IF 1 4区 生物学 Q4 BIOCHEMICAL RESEARCH METHODS Pub Date : 2019-11-15 eCollection Date: 2019-01-01 DOI: 10.1186/s13015-019-0157-4
Christophe Ambroise, Alia Dehman, Pierre Neuvial, Guillem Rigaill, Nathalie Vialaneix

Background: Genomic data analyses such as Genome-Wide Association Studies (GWAS) or Hi-C studies are often faced with the problem of partitioning chromosomes into successive regions based on a similarity matrix of high-resolution, locus-level measurements. An intuitive way of doing this is to perform a modified Hierarchical Agglomerative Clustering (HAC), where only adjacent clusters (according to the ordering of positions within a chromosome) are allowed to be merged. But a major practical drawback of this method is its quadratic time and space complexity in the number of loci, which is typically of the order of 10 4 to 10 5 for each chromosome.

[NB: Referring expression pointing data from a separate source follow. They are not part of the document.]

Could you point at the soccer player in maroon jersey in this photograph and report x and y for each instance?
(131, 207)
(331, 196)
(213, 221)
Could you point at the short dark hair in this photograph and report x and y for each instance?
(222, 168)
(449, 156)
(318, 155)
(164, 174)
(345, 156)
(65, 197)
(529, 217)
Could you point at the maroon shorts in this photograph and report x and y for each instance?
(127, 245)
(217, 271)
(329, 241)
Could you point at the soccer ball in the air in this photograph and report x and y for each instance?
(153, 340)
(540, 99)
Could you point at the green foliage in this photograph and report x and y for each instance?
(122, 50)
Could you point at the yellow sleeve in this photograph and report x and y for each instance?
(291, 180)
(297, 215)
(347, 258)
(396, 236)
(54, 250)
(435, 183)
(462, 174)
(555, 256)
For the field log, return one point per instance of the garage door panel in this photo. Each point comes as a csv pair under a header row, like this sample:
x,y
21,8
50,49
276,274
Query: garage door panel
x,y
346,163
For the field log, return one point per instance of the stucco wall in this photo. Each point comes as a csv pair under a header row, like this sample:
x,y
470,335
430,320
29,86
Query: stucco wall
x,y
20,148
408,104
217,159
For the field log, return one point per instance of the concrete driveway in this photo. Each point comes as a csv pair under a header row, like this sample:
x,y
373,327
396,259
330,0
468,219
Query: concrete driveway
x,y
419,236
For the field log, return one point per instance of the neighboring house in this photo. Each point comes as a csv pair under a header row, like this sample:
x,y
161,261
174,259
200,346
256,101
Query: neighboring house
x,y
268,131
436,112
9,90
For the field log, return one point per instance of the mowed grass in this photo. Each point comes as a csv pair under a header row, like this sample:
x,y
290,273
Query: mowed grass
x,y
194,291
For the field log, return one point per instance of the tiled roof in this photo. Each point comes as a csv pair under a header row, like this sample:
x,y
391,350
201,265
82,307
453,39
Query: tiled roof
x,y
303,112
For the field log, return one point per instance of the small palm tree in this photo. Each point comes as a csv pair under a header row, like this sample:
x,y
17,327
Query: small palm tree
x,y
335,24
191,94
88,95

Results: By assuming that the similarity between physically distant objects is negligible, we are able to propose an implementation of adjacency-constrained HAC with quasi-linear complexity. This is achieved by pre-calculating specific sums of similarities, and storing candidate fusions in a min-heap. Our illustrations on GWAS and Hi-C datasets demonstrate the relevance of this assumption, and show that this method highlights biologically meaningful signals. Thanks to its small time and memory footprint, the method can be run on a standard laptop in minutes or even seconds.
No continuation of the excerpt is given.